Pemerintah menggabungkan sejumlah bank menjadi institusi baru yang lebih kuat dari sisi modal dan pendanaan. Salah satu hasil merger tersebut melahirkan Bank Mandiri.

Langkah itu membantu memperkuat kepercayaan masyarakat terhadap sistem perbankan nasional yang sempat runtuh akibat krisis moneter.

BJ Habibie Jadikan Bank Indonesia Independen

Selain restrukturisasi bank, Habibie juga mengambil keputusan penting dengan memisahkan Bank Indonesia dari pengaruh pemerintah.

Kebijakan tersebut membuat BI berubah menjadi lembaga independen yang tidak lagi berada di bawah tekanan kekuasaan seperti pada era Orde Baru.

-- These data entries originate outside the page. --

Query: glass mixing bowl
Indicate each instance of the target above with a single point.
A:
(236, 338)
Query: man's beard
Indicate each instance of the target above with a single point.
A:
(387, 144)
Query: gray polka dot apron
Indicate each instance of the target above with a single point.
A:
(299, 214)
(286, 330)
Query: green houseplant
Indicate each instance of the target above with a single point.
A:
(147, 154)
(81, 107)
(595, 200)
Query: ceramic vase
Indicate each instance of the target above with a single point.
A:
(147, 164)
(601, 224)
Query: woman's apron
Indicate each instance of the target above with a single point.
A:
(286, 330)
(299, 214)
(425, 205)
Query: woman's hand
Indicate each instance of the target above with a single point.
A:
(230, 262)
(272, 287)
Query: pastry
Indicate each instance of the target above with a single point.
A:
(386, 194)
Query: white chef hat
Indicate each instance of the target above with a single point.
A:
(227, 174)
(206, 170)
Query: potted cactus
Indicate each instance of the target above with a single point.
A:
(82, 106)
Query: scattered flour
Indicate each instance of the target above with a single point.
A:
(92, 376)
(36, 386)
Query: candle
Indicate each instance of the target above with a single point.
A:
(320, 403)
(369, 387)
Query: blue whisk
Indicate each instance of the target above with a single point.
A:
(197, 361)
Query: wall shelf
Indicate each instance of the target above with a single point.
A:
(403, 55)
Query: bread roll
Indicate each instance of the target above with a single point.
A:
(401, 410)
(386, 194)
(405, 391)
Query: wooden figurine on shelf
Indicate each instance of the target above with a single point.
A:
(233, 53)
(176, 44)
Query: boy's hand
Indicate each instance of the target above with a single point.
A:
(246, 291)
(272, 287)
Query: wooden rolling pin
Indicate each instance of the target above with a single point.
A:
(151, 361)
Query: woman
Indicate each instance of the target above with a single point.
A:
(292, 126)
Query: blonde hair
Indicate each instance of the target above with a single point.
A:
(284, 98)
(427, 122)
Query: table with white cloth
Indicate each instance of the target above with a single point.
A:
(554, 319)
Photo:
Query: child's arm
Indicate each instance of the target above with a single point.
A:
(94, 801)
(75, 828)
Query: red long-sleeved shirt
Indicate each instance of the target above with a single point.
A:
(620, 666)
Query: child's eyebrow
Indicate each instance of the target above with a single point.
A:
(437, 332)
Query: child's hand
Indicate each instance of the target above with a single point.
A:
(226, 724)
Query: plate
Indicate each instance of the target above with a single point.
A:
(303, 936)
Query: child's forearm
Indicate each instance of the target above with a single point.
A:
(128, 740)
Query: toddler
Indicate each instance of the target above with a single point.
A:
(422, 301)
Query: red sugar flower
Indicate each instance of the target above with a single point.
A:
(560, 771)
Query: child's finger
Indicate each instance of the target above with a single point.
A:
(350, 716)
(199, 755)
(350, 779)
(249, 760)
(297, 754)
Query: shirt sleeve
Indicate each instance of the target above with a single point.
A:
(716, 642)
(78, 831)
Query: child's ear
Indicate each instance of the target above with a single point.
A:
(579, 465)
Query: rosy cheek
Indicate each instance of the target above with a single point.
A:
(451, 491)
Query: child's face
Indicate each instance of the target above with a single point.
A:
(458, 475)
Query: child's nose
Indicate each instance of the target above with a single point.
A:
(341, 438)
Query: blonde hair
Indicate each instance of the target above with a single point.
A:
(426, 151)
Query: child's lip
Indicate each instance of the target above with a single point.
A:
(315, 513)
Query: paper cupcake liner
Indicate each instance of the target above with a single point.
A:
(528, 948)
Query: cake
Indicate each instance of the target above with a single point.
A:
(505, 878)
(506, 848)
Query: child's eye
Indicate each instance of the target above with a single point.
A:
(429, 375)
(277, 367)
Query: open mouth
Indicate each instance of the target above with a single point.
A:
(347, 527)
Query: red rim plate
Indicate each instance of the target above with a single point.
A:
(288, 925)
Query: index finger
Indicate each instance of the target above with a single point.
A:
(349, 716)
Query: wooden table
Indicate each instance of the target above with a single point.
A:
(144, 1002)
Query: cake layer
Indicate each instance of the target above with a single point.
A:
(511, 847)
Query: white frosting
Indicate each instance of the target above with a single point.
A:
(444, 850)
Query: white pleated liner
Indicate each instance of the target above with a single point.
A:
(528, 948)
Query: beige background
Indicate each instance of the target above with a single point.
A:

Keputusan itu meningkatkan kepercayaan publik dan investor terhadap kebijakan moneter Indonesia.

Masuknya investor asing kemudian membantu memperkuat nilai tukar rupiah secara perlahan.

Rupiah Menguat Hingga Rp 6.500 per Dollar AS

Setelah menjalankan berbagai kebijakan tersebut, nilai tukar rupiah perlahan mengalami penguatan.

Rupiah akhirnya mampu menguat hingga berada di kisaran Rp 6.500 per dollar AS.

Tidak hanya kurs rupiah, kondisi ekonomi Indonesia juga mulai membaik. Pertumbuhan ekonomi yang sempat minus 13,33 persen pada 1998 berbalik menjadi positif 0,79 persen pada 1999.

Tingkat kemiskinan juga menurun dari 24,2 persen pada 1998 menjadi 23,4 persen pada 1999.

Melemah Lagi di 2026

Kini, pelemahan mata uang Indonesia tersebut kembali memicu perhatian publik setelah kurs dollar AS menembus level Rp 17.500.

Kondisi tersebut memunculkan perbandingan dengan masa krisis 1998 dan membuat banyak pihak kembali menyoroti strategi ekonomi yang pernah BJ Habibie jalankan dalam memulihkan kepercayaan pasar dan memperkuat rupiah.